On the bullish side, if volatility turns higher, a bear trap could take Bitcoin back above key resistance levels, triggering short squeezes and adding fuel to the FOMO trade. On the other hand, as volatility turns lower, a deeper correction could trap overexposed long positions and heighten the market’s sense of risk.
Right now, Bitcoin’s technical setup appears to be playing out in real time. As macro uncertainty diminishes, the backdrop could be tilting towards a bullish scenario.
Meanwhile, BTC has continued to chop sideways around $65,000, creating the kind of liquidity-rich environment where a classic bear trap could occur.


Hard data also seemed to support this design.
Notably, oil prices have resumed their downward trend after the nearly 70% rally in the first quarter, which coincided with Bitcoin’s 22% correction. This relationship is hard to ignore, especially as investors consider the longer-term inflationary impact of rising energy costs, putting pressure on risky assets like BTC.
Fast forward to Q2, and the picture starts to shift. Oil prices are down more than 17% so far this quarter, while Bitcoin has only corrected 6.5%. In other words, capital flows into oil have cooled significantly relative to Bitcoin [BTC] – A sign that investors’ risk appetite is gradually improving.
The ongoing peace agreement further supported this trend. As geopolitical tensions ease, investors are increasingly willing to get back into risky assets. This could help explain why Bitcoin has held up relatively well despite the recent correction.
This could raise the possibility that the current weakness is simply a liquidity clearing before the next move higher.
Macro relief versus on-chain caution – Bitcoin is in a divergence
Despite macro conditions cooling, this shift is still not fully reflected in Bitcoin’s on-chain signals.
For example, institutional capital is not yet showing a strong dip-buying response. BTC ETFs have continued to record net outflows, indicating that major players are not yet fully participating in the recent risk-on rotation.

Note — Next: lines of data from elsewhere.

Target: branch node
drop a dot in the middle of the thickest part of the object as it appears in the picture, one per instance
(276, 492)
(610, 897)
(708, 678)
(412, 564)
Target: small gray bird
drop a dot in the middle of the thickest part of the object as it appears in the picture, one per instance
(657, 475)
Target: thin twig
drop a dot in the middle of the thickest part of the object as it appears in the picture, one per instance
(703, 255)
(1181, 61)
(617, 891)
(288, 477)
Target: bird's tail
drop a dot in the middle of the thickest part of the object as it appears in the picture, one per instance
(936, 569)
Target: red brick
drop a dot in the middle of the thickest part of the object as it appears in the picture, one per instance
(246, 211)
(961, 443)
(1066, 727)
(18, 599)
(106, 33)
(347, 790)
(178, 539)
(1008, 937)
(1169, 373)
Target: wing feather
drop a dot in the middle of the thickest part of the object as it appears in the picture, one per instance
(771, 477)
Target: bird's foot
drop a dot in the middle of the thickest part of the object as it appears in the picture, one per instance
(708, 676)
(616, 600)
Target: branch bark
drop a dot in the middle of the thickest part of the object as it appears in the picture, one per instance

This weakness is also consistent with a recent CryptoQuant report. According to the chart below, Bitcoin may be entering a zone of historically marked bottom formation. However, BTC’s STH MVRV index still seemed to indicate more capitulation than confirmation – evidence that the market has not yet fully stabilized.


Against this backdrop, a rise in Bitcoin Open Interest could indicate a higher risk situation.
As one analyst noted, BTC Open Interest has remained high compared to previous lows. Ideally, the market would settle further via a slow decline below $60,000 to reset positioning. Bitcoin’s press time differences between the macro setup and on-chain signals also supported this view.
This in turn could help explain why Kalshi traders are prices with a 69% chance that BTC will first drop to $55K before heading towards $100K. This describes it as a structured positioning scenario, rather than a random bet.
Final summary
- Bitcoin’s on-chain data and high Open Interest still look weak despite improving macro conditions.
- Mismatch supports the view of a possible drop to $55K, first to reset positioning, before a move to $100K.